Gratefully, the past 20 years have seen a natural sidestepping by psychologists of the ‘hegemony’ of psychiatric mental disorders (Anand & Malhi, 2011). Overlapping developments that have occurred in response have included:

  • Transdiagnostic research, theory, and treatment development (McEvoy et al., 2009). This has focused on psychological processes underlying CPPs irrespective of what their surface diagnoses are. For example, the massive ‘comorbidity’ rates between GAD and MDD are explainable by the underlying cognitive processes that they have in common, which can subsequently be addressed by a broadly applicable transdiagnostic intervention or ‘unified protocol’ (Barlow et al., 2004)
  • Much progress in research on Network Theory (McNally, 2021). This model regards mental disorders as cluster regions in a spatial network of interconnected, causally-related symptoms. This conception is much more consistent with a functional analytic approach to the detection and alteration of problematic psychological mechanisms. However, it is still about symptoms of mental disorders, equating them with CPPs.
  • A new psychological-level conception and nascent taxonomy of CPPs – PMC Theory (Bakker, 2019, 2021a, 2021b) – has taken these two developments a step further. It moves away entirely from the medical model of CPPs by defining their essence as lying in the operation of psychological-level causal ‘problem-maintaining circles’ (PMCs) or vicious circles. Then the difference between a grief reaction and a clinical depression problem, or an acute stress reaction and a PTSD, lies not in their symptom profiles (which can be identical), but in whether a fully perpetuating cyclic causal process has begun to operate. This problem maintenance process is what justifies external professional intervention and makes the problem ‘clinical’. For example, with PTSD research has shown that coping by avoidance is the most frequent factor turning an acute stress reaction into a PTSD-like CPP (Keane & Barlow, 2002).
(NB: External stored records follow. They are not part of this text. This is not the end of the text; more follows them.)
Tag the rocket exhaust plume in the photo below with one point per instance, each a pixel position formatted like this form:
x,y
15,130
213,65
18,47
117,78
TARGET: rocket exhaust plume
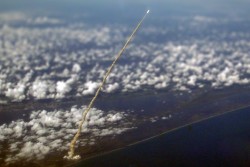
x,y
71,154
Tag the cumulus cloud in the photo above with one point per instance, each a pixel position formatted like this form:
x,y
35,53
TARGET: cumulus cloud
x,y
49,131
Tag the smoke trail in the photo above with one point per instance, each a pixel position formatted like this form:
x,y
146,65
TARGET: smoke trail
x,y
71,153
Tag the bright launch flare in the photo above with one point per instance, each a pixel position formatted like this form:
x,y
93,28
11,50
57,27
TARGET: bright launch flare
x,y
71,154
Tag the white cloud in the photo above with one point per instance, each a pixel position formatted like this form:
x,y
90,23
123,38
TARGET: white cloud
x,y
49,131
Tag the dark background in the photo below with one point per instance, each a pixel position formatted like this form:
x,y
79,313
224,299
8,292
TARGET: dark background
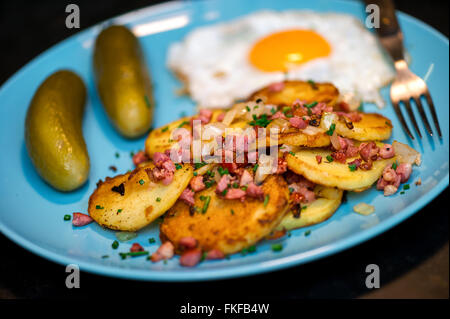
x,y
413,257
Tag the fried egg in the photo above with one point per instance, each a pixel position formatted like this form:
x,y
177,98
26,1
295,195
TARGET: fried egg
x,y
222,63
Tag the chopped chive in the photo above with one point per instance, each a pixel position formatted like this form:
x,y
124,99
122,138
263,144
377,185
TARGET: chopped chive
x,y
277,247
147,101
311,105
266,200
331,129
205,206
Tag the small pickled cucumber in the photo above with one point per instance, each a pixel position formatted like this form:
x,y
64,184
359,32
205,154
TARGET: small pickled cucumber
x,y
123,81
53,133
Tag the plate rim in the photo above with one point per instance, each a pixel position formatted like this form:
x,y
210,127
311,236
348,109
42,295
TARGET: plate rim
x,y
196,274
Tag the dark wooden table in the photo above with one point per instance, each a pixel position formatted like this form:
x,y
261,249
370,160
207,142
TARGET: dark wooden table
x,y
413,257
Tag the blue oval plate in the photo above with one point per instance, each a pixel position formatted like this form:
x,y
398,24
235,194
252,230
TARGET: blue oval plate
x,y
32,212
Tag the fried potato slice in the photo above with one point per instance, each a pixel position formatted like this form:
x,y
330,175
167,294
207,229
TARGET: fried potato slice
x,y
143,201
372,127
293,90
228,225
162,138
327,202
334,174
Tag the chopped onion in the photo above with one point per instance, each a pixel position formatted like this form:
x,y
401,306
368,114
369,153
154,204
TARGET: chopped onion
x,y
327,120
229,117
281,124
312,130
406,154
364,209
335,141
351,99
125,236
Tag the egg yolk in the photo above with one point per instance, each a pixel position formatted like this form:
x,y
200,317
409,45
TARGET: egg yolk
x,y
288,49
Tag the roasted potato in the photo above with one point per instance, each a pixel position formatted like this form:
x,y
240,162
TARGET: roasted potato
x,y
293,90
227,225
327,202
372,127
334,174
143,200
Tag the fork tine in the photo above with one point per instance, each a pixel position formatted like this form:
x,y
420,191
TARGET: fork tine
x,y
412,117
433,112
402,119
423,115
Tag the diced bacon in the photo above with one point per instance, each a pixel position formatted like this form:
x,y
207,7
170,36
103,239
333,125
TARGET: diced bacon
x,y
159,158
188,197
298,122
389,175
136,247
387,151
255,191
318,159
246,178
279,115
215,254
368,151
191,257
276,87
197,184
281,166
404,170
390,190
80,219
234,193
220,117
339,156
164,252
140,157
223,183
357,162
188,242
308,195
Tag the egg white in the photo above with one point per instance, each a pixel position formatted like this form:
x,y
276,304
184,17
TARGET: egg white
x,y
213,60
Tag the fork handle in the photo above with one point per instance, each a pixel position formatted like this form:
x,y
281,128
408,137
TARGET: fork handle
x,y
389,32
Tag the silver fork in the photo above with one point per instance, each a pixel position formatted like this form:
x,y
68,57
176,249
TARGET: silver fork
x,y
407,86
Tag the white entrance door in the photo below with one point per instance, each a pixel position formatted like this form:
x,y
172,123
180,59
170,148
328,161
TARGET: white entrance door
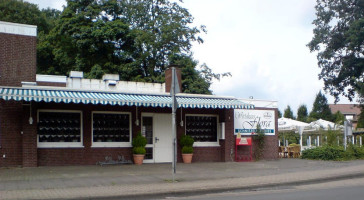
x,y
160,138
163,138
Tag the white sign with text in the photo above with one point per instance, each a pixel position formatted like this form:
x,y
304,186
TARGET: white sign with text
x,y
246,121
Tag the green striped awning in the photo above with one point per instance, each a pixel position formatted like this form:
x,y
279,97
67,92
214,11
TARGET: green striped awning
x,y
113,98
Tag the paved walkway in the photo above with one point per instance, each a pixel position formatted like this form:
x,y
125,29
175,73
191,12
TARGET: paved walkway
x,y
79,182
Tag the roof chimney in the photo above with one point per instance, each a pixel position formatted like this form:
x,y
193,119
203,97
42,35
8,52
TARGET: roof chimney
x,y
168,74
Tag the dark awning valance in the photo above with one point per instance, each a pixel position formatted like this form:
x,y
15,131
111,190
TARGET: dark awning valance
x,y
114,98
PMC Theory aims to provide the only two benefits that psychiatry’s DSM-based medical model has conferred for psychology, and that transdiagnostic and network approaches have not yet achieved: Communication through a shared nonmedical language, and codification of CPPs by the standardisation of the basic elements of a case formulation – the PMCs. A much more comprehensive taxonomy of PMCs than the brief listing available in Practical CBT (2021a) is being compiled, soon to be published in a case formulation handbook titled Standardised Case Formulation in Clinical Psychology.

PMC Theory has no possibility of supplanting the medical model of CPPs, which is far too entrenched in the public’s consciousness, and psychiatrists will naturally always assume that every CPP must be seen as a diagnosable mental disorder. That is their level of analysis, and psychiatry, being a medical specialty, will always have more administrative power and profile than psychology.

But clinical psychology must be able to construct its own models, language, and taxonomy of CPPs alongside. They are, after all, clinical psychological problems. In some quarters this has continued. Research, and therefore practice, has largely remained focused on process in health psychology and educational and developmental psychology, and it happens naturally among experienced case formulating clinicians. But it needs to happen much more in psychotherapy process and outcome research (Bakker, 2021b), the financing of which is controlled outside of psychology. We need to resume (a la the 1970s) the development of psychological change principles, theory, and processes based on psychological-level standardised case formulations (not diagnoses) that enable generalised conclusions and guidelines to be drawn (Bakker, 2008; 2021a).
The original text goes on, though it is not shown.